One of the best things about Jackie Brown is that Tarantino puts his gifts to the service of the story and its characters, instead of the other way around. There are still Tarantino touches. A great scene between Ordell and one of his thugs Beaumont (Chris Tucker) is classic Tarantino when Ordell concocts an elaborate story with perfect details to convince Beaumont to get into the back of his car. We also see the classic snaking around of plot in the climactic scene at the mall, which we see from different characters’ perspectives. Probably the best Tarantino touch was when he changed the White Jackie Burke of Elmore Leonard’s Rum Punch into the Black Jackie Brown.

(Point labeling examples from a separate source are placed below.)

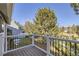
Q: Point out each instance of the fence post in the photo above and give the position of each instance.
(48, 45)
(33, 40)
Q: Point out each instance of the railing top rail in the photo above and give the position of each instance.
(50, 37)
(62, 39)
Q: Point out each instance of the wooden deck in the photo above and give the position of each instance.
(26, 51)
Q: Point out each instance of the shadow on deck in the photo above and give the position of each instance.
(26, 51)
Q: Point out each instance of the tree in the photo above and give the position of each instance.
(46, 22)
(29, 27)
(20, 26)
(75, 7)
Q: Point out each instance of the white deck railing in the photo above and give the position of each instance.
(53, 40)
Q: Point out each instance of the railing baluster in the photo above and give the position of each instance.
(70, 48)
(66, 48)
(75, 49)
(53, 48)
(58, 47)
(48, 45)
(33, 40)
(62, 48)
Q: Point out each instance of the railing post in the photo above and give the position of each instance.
(5, 36)
(33, 40)
(48, 45)
(1, 44)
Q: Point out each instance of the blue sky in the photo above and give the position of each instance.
(26, 12)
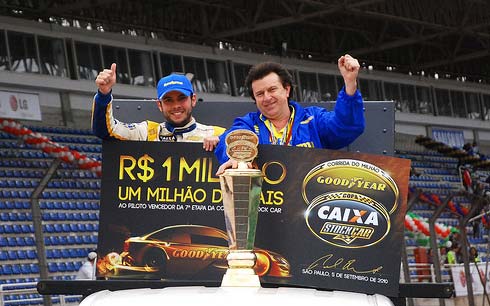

And what a fantastic choice that was, since it allowed him to cast the incomparable Pam Grier in the title role. Grier had made her name playing tough, sexy women in the Blaxploitation movies of the 70’s. She has a natural strength and charisma that comes out even when she is playing a character that life has taken a huge dump on. People who are familiar with her persona in those previous movies will feel the impact even more since it can be heartbreaking seeing someone so vibrant reduced to such a low position. Tarantino even gives us the audience surrogate in the wonderful Robert Forster, who is sweet on Jackie and clearly sees her as the fierce and beautiful woman she used to be and still believes she is.
Jackie Brown is well-aware of the image it presents, a seedy noir with questionable characters set in a landscape whose desolation borders on the existential. It both leans into this image, but distinguishes itself as well by avoiding the escapist fantasy that this film could have been. Forster’s character could easily have been a Tarantino surrogate and reached a romantic happy ending with Jackie. Instead, both characters are too old and too weary to play with illusions any more. (Young love is overexposed and overrated in films. I want to see more love between older, experienced people who have been around the block one too many times.) It is decisions like these that make Jackie Brown is Tarantino’s most mature and beautifully complex work, which is stunning since it was only this third feature length film. Nowadays, Tarantino seems content taking his genre exercises to their stylistic limit, and while those films can be brilliant, I still want to see him collaborate with someone who challenges him and gives him more structure as Elmore Leonard did with this film.